The other unfortunate aspect is that holding businesses to these truths would complicate their businesses.  It is very hard to find qualified staff to train members at optimal levels of skill and intensity and it will continue this way as long as the standard fitness center pays minimum wage for trainers.  Qualified coaches generally get paid more than fitness centers are willing to spend.   All hope is not lost!   This paradigm is slowly breaking down and we can thank CrossFit!  As CrossFit grows and it becomes harder to ignore the results of honest work done at high intensities, the “fitness media” is taking notice.  You see more stories featuring the benefits of weight training versus aerobics-only programs.
It honestly isn’t rocket science, as most things in life work in a way that you get out of an effort what you put into it.  This is something that we all know, however, we still crack and are willing to believe people who tell us otherwise.   We hear 20-min a day and you could look like this, or all you have to do is walk on the treadmill.  Unfortunately it isn’t true and we know that because we are smart people.

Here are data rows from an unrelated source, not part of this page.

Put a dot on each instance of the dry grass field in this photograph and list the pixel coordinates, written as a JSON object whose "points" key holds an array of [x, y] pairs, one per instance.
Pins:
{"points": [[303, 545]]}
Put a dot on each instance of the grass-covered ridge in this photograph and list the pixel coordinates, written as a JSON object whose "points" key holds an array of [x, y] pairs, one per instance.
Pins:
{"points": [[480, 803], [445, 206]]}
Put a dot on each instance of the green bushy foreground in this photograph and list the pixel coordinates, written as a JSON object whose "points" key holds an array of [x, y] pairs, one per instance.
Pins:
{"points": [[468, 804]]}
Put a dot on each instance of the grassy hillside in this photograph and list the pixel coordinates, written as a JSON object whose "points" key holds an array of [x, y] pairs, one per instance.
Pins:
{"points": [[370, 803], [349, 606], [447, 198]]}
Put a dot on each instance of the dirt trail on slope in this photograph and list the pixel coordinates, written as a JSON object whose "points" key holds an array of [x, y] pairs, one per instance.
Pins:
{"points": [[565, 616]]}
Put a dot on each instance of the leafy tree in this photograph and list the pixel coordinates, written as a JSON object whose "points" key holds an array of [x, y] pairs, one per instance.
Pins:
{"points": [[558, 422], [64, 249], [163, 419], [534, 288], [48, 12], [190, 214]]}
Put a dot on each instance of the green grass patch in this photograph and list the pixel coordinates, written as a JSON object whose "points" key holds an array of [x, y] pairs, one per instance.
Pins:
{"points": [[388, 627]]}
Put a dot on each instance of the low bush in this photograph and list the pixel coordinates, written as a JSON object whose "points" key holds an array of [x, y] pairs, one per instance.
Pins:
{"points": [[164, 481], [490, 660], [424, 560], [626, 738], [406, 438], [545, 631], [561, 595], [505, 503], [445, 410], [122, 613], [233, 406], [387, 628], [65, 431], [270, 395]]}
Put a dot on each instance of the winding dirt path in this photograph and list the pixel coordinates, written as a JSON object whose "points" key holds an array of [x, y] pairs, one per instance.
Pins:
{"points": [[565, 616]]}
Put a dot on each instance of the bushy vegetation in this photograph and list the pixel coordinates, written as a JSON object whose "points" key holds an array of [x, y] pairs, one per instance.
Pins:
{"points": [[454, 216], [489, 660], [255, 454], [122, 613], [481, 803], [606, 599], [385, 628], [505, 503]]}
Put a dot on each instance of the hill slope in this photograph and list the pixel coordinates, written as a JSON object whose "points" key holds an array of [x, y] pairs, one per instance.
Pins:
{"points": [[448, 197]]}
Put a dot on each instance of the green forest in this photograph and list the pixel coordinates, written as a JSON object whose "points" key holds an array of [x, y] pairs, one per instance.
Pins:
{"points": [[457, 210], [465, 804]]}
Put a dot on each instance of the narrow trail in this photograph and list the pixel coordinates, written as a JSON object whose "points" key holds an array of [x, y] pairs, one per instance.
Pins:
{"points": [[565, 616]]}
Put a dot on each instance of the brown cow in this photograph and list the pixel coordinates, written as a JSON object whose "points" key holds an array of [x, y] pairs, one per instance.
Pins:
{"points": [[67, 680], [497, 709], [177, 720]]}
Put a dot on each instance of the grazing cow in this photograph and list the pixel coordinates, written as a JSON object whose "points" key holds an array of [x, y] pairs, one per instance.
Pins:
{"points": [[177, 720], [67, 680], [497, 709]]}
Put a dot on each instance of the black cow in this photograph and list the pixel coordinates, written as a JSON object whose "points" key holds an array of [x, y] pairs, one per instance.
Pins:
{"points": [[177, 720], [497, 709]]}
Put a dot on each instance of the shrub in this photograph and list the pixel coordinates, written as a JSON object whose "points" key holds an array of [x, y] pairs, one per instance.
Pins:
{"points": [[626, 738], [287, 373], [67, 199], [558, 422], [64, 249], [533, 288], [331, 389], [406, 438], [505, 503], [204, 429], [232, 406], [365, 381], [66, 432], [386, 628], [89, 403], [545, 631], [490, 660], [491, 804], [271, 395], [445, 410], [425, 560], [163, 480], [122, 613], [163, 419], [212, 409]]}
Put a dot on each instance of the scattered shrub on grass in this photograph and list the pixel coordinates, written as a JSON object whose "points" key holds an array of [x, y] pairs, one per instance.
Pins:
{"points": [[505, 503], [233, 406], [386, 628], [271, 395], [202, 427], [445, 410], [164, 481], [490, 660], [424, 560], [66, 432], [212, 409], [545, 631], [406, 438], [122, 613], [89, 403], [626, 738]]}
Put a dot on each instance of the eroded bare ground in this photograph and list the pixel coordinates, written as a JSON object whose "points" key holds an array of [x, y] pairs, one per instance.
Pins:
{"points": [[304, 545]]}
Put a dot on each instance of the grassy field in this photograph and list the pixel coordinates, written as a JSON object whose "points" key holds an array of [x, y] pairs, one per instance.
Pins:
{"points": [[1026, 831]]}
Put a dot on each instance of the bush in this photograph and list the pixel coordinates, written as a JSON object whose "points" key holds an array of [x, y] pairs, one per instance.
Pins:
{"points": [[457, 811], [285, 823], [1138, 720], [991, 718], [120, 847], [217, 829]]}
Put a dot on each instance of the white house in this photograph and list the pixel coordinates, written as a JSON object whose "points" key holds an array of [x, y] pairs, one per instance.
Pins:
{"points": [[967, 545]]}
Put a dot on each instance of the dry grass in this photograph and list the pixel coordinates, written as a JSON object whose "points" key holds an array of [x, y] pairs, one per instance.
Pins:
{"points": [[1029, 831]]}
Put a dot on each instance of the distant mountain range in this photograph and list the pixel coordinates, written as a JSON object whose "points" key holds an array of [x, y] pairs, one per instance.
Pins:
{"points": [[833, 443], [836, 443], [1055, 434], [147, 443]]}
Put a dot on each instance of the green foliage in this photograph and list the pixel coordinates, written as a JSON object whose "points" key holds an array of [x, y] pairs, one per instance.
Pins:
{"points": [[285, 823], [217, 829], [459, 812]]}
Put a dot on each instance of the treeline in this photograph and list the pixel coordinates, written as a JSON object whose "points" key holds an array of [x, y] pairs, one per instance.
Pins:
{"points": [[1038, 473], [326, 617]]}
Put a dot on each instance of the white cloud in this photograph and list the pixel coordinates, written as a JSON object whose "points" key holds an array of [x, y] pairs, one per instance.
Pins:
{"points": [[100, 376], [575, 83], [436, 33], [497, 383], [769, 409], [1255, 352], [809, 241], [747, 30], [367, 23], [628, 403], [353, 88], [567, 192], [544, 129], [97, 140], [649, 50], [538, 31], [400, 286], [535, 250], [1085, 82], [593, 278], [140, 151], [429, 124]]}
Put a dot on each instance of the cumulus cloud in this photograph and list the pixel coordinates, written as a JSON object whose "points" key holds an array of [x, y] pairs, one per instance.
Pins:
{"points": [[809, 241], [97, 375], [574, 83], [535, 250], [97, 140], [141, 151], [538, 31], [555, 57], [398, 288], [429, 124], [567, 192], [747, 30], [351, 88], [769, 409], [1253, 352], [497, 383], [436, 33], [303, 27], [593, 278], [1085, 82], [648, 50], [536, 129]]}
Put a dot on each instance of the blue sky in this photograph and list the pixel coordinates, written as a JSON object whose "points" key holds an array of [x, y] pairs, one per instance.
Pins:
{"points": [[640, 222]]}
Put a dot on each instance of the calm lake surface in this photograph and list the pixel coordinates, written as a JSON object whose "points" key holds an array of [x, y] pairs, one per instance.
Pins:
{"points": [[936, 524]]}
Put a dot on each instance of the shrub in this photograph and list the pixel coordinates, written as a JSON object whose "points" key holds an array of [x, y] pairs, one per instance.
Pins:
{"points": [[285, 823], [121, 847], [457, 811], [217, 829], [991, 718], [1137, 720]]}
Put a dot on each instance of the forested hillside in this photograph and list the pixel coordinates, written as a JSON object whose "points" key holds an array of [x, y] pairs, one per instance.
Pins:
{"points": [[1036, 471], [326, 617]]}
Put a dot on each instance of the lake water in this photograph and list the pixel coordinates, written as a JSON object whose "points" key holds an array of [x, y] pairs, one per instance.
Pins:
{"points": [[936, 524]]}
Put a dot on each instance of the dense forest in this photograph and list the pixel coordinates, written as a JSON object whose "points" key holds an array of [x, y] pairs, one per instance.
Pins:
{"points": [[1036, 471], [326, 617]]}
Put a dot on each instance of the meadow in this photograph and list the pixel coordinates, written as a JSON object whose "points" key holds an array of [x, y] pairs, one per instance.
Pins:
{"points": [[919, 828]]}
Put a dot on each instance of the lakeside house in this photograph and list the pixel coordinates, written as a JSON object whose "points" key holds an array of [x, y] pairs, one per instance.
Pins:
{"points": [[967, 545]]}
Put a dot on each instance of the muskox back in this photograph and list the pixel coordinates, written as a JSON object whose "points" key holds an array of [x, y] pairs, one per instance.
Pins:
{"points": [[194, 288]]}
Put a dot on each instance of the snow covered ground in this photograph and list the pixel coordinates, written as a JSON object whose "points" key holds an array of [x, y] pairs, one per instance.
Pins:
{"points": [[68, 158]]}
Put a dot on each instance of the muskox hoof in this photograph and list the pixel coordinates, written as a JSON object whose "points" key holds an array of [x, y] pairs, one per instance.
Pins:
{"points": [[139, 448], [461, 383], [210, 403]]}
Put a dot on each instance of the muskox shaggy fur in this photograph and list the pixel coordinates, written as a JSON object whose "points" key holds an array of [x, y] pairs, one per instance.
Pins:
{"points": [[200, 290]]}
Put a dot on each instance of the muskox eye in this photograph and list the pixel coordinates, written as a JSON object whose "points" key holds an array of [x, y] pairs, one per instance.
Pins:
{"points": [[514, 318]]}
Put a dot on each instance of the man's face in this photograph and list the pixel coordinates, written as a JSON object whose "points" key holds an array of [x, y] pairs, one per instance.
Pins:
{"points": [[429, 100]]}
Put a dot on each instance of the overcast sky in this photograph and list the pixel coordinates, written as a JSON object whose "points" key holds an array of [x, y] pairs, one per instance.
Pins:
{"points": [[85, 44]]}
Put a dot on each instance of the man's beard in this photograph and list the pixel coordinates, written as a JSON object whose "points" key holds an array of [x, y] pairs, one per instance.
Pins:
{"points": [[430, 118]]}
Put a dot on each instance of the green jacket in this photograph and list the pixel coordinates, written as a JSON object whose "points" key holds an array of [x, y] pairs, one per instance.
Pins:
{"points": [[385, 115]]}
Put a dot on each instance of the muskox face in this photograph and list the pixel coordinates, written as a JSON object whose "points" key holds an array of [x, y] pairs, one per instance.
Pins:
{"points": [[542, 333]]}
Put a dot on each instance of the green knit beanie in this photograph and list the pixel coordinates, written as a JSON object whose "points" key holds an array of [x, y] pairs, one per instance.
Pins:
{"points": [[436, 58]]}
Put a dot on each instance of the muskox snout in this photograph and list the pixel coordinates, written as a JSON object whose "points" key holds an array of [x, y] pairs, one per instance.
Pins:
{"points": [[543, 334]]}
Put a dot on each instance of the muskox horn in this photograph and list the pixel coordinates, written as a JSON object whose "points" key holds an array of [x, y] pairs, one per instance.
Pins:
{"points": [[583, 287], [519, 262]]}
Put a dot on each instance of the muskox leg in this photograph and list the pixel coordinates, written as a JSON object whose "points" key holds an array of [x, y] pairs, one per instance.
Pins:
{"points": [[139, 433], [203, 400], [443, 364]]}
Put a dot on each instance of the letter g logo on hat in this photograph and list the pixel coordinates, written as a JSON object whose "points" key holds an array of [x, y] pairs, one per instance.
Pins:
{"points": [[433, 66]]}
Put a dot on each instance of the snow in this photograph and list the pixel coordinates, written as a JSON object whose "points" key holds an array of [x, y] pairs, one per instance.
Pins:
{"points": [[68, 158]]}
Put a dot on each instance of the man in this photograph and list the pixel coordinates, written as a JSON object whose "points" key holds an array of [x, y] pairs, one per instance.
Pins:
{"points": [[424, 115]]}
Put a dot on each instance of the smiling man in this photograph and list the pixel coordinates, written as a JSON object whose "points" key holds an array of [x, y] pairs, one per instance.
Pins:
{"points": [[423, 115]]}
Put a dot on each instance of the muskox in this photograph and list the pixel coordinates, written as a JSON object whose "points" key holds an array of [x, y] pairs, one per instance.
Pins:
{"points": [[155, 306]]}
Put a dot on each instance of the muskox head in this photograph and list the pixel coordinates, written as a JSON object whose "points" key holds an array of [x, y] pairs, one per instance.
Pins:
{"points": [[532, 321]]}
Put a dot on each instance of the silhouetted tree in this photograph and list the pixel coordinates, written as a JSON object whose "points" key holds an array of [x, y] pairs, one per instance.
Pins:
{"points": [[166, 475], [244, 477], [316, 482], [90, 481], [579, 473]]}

To summarize my experience as a CrossFit Coach and Affiliate owner for 1 1/2 years, on top of 10+ years in the fitness industry, is that not one of the 180+ women we have trained has gotten bigger and stayed bigger.  I have seen a couple women get bigger as the body begins its transformation.  However, bigger is temporary. Usually lean mass increases first.  Shortly thereafter, a layer of fat melts off the top of the newly acquired lean mass.   As soon as that happens, the women are thrilled.   For the clients that incorporate a zone/paleo approach to nutrition, the results come quickly and without fail.   For those that do not make dietary changes, the process takes longer.  And don’t forget that strength will have longer lasting benefits than the immediate tight buns or smaller waist.  It will help you open jars, carry your own groceries, move your own furniture, stay mobile and osteoporosis free so you can enjoy a long active life!   So get started and pick up some heavy weights to start making the changes that you want to see.